Does BC’s self-image need a tune-up? Perhaps this report (37-page PDF) will help stimulate a few new thoughts about how we earn our living, especially in Metro Vancouver. And perhaps a few new thoughts about where our jobs will come from, other than solely from LNG plants and bridge construction.

Despite all the noise about resources, the report notes that in 2016, the tech sector in BC has become its largest employer, generating more jobs than mining, oil, gas and forestry combined.

Called British Columbia’s Digital Technology Supercluster, the report is the result of work by Deloitte, and was sponsored by the BC Tech Association, the Research Universities’ Council of BC, Wavefront and the Chief Advisor of the Innovation Network, Dr.
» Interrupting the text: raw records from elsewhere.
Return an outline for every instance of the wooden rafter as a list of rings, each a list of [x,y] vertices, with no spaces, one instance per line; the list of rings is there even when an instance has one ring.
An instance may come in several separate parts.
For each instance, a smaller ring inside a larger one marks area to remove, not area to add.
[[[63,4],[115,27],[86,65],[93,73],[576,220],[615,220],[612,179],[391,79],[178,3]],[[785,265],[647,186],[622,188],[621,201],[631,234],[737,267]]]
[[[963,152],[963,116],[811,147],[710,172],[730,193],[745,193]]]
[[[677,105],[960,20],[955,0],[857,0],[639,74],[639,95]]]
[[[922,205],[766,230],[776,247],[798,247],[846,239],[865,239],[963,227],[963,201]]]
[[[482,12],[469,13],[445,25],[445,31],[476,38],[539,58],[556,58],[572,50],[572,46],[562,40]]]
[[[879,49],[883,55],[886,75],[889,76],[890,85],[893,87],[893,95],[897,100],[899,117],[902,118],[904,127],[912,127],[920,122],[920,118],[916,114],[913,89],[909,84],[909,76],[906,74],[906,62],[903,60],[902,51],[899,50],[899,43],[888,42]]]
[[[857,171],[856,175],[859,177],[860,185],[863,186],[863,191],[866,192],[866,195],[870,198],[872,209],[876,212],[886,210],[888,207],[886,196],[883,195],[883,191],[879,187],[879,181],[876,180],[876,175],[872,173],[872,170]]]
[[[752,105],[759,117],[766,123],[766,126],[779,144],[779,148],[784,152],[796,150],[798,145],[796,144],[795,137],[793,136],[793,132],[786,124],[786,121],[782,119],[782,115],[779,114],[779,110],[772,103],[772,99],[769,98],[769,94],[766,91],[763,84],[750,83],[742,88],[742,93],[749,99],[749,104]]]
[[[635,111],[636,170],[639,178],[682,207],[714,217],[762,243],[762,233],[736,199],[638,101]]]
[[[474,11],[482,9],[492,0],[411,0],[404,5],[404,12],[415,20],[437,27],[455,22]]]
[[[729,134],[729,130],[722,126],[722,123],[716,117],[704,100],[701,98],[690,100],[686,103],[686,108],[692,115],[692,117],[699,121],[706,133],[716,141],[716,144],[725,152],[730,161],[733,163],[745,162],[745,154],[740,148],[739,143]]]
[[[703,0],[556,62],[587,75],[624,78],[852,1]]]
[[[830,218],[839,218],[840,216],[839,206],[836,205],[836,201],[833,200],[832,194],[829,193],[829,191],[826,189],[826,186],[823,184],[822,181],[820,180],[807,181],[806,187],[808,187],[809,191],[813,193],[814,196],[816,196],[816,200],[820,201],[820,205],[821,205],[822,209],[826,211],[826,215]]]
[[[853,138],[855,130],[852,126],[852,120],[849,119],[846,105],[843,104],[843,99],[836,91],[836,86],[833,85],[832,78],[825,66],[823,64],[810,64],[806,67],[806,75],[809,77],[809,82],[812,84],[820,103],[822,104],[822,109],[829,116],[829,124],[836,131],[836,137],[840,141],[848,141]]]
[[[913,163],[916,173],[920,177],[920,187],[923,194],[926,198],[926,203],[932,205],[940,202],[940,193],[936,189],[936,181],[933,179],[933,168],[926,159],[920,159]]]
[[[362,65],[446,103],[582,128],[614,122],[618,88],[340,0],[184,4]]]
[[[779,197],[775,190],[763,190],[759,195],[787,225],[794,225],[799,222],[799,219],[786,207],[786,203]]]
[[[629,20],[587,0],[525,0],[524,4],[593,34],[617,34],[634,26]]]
Santa Ono.

Thanks to the BCTech Association for this overview:

BC is home to a vibrant, diverse and successful technology-enabled economy that has been building momentum since the 1960s.

  • $26 billion a year generated in revenue, making BC the fastest-growing technology sector in Canada
  • 150,000 people employed in technology, making BC the fastest-growing tech workforce in Canada
  • Microsoft, Amazon, Boeing, Cisco, Disney, GE, Sony and Electronic Arts are a few examples of global companies that are increasingly attracted to the province
  • Boeing, Finning and SAP have set up global analytics centres of excellence in BC; Sierra Wireless and Wavefront drive global leadership for the Internet of Things (IoT) and D-Wave and 1QBit are the world game changers in quantum computing
  • BC universities are producing world-class research and talent: They attract over $800 million a year in research funding; since 2001, they have been awarded over $1.2 billion in funding for research infrastructure and equipment and they have evolved their program mix to meet the needs of the technology sector by supporting a 57 per cent increase in engineering and computer science program spaces between 2006 and 2015
  • The fact that three out of five Canadian “unicorns” (tech companies worth more than $1 billion) call BC their home, 25 per cent of all US patents were derived from post-secondary research in BC and the visual effects for top-grossing films (Star Wars) and games (Nintendo) are being produced in BC is a testament to the province’s world-class, creative and digital media talent
  • BC has a significant geographic advantage as the Canadian gateway to both Asia — one of the fastest growing global economies — and the Cascadia Innovation Corridor, with access to cross-border talent, research, capital and distribution.

For me, the things I note are the ground-floor presence in fast-growth, high-potential areas such as the Internet of Things (see pages 18 and 27).   Plus academic and research capability.  And solid talent in digital media and entertainment via video games, special effects and animation (page 17).

At least for the next few years, if not more, BC’s tech sector also benefits from Canada’s political stability and its immigration policies, that allow us to attract top talent from around the world.